Это описание можно дополнить некоторыми яркими подробностями. Скажем сначала, что ни один историк не постарался дать нам точное представление об описанном зале. Когда Мишле изображает членов Конвента, «толпившихся в узком зале театра Тюильри и бросающих друг на друга гневные взгляды, то изображаемая им картина совершенно неверна. Зал был огромным, слишком большим для малого числа членов Конвента, принимавших обычно участие в заседаниях. Они были рассеяны по нему и как бы терялись среди скамей, опустошенных вскоре арестами и казнями. Из семисот шестидесяти членов, принимавших постоянное участие в заседаниях, уже на второй день осталось не более пятисот желающих слушать бесконечные речи, заимствованные у древних. Затем, когда положение сделалось еще более опасным, многие члены скрылись. Вскоре их осталось всего четыреста, затем триста человек; заседания протекали угрюмо, скамьи были пусты. В разгар террора на заседаниях в среднем голосовали всего двести пятьдесят депутатов.

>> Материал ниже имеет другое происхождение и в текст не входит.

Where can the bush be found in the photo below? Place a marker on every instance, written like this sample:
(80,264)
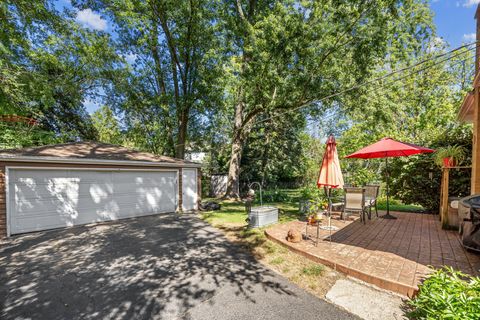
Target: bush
(275,195)
(447,294)
(417,180)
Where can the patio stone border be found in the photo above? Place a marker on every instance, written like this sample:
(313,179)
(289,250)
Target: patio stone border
(391,285)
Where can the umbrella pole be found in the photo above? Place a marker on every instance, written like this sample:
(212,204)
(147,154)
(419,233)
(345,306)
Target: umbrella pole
(329,211)
(388,215)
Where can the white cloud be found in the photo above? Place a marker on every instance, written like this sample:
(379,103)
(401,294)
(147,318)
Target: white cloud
(470,3)
(91,19)
(130,58)
(469,37)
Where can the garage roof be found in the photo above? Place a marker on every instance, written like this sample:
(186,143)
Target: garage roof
(91,152)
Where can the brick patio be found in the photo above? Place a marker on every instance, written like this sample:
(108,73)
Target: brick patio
(391,254)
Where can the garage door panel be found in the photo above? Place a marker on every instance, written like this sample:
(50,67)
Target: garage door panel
(46,199)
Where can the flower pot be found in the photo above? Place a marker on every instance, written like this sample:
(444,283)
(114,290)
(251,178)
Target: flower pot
(449,162)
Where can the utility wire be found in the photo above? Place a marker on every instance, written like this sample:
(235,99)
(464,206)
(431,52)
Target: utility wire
(355,87)
(375,89)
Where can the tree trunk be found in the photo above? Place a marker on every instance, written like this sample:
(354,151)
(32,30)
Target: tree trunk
(233,182)
(182,135)
(240,132)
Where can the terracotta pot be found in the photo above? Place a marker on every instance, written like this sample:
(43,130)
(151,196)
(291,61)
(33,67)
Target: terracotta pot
(449,162)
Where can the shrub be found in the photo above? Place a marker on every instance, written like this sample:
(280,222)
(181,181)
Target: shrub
(275,195)
(447,294)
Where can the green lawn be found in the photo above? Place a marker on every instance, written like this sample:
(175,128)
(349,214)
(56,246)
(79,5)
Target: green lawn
(303,272)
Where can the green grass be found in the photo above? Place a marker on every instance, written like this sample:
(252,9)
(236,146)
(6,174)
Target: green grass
(303,272)
(313,270)
(233,212)
(396,205)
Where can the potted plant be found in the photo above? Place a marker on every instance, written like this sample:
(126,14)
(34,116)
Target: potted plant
(450,156)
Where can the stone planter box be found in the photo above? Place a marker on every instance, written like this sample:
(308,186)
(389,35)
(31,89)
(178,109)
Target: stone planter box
(262,216)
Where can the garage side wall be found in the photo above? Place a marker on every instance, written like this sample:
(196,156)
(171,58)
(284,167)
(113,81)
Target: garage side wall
(3,165)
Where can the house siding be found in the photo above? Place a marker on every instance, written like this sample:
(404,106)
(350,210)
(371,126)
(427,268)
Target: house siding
(3,189)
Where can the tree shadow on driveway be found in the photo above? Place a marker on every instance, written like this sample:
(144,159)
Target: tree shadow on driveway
(151,267)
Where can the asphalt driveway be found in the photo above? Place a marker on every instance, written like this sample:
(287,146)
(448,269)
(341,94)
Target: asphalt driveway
(157,267)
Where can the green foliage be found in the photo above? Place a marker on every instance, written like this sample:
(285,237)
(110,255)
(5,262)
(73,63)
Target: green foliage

Дюлор рассказывает, как несчастные, трепещущие при малейших событиях, депутаты робко проскальзывали в зал Собрания; они боялись обратить на себя внимание и при первых признаках волнения бежали к дверям и скрывались. Когда Амар, хорошо знавший свою аудиторию, читал рапорт об обвинении тринадцати дантонистов, он принял следующие меры предосторожности: прежде чем начать говорить, он потребовал, чтобы все двери были закрыты и никто не мог уйти…
За креслом президента, в маленьком салоне, наполовину скрытом опущенными драпировками, обычно находилось несколько значительных лиц, членов партии, бывшей в то время у власти[125]. Они разговаривали об общественных делах и принимали посетителей; это было своего рода интимное заседание малого парламента рядом с разыгрываемой в зале большой парламентской комедией.
Рисунок кресла президента сделал сам Давид; подобно древним римским креслам, оно было задрапировано роскошной шелковой материей. Стулья секретарей были покрыты пурпурным сен-сирским сукном, украшены бахромой и набиты пухом. Кафедра президента и четыре бюро секретарей были обиты тонким эльбефским сукном, похожим на бильярдное[126].
Кафедра президента состояла из досок, поддерживаемых двумя химерами из липового дерева. На сплошных панно были наклеены резные дубовые надписи: «Свобода» и «Равенство»[127]. Над креслом президента были укреплены в виде трофеев знамена, отбитые у неприятеля, а по обеим сторонам висели две бумажные таблицы, хранящиеся в настоящее время в музее Карнавале. На одной из них была написана «Декларация прав», на другой — текст конституции.
Пройдя через вестибюль центрального павильона вдоль низкой галереи просителей, миновав залу депутаций и довольно длинный коридор, мы подходим к решетке, находившейся напротив трибуны. Громадные трибуны для публики были заставлены скамьями, крытыми темно-синим полотном[128].
Такова была обстановка, но кто может описать сцены, разыгрывавшиеся в ней? Правда, гениальные историки создали бессмертные картины некоторых актов драмы Конвента: Мишле, Луи Блан, Ламартин дивными красками набросали гигантские фрески, исполненные движения. Но этим великим картинам мы порой предпочли бы простой набросок, более искренний и наивный, в котором стиль и воображение не играли бы никакой роли, и единственным достоинством которого было бы то, что он сделан с натуры.
Для этого требовалось войти в замок Тюильри, вечно оживленный движением шумной, волнующейся толпы. Здесь и зрители с трибун, проходящие по галереям, становящиеся в очередь, бросающиеся со всех ног, лишь только откроют двери, по деревянным лестницам, ведущим наверх; и просители, ждущие, когда им можно будет подойти к решетке; и секретари, и национальные агенты, и шпионы, шныряющие по дворцу от павильона Свободы до павильона Равенства и переходящие по галереям из одного бюро в другое. Сторожа охраняют высокие двери зала заседаний; это — инвалиды, играющие роль полиции[129]. Пришлось бы вновь воскресить эту странную и разношерстную толпу «вязальщиц»,[130] франтов, военных, буржуа. Каждое лицо здесь выражало гаев, беспокойство, отчаяние, страх, недовольство; это была буйная толпа, над которой, как вихрь, сгибающий все головы, проносился шум бурных заседаний, прорывавшийся ежеминутно через приоткрытую и тотчас же снова захлопнутую дверь. Весь Париж был здесь, где находился нервный центр города, где сходились все нити, приводившие в движение колеса революционной машины — тюрьмы, трибунал, эшафот.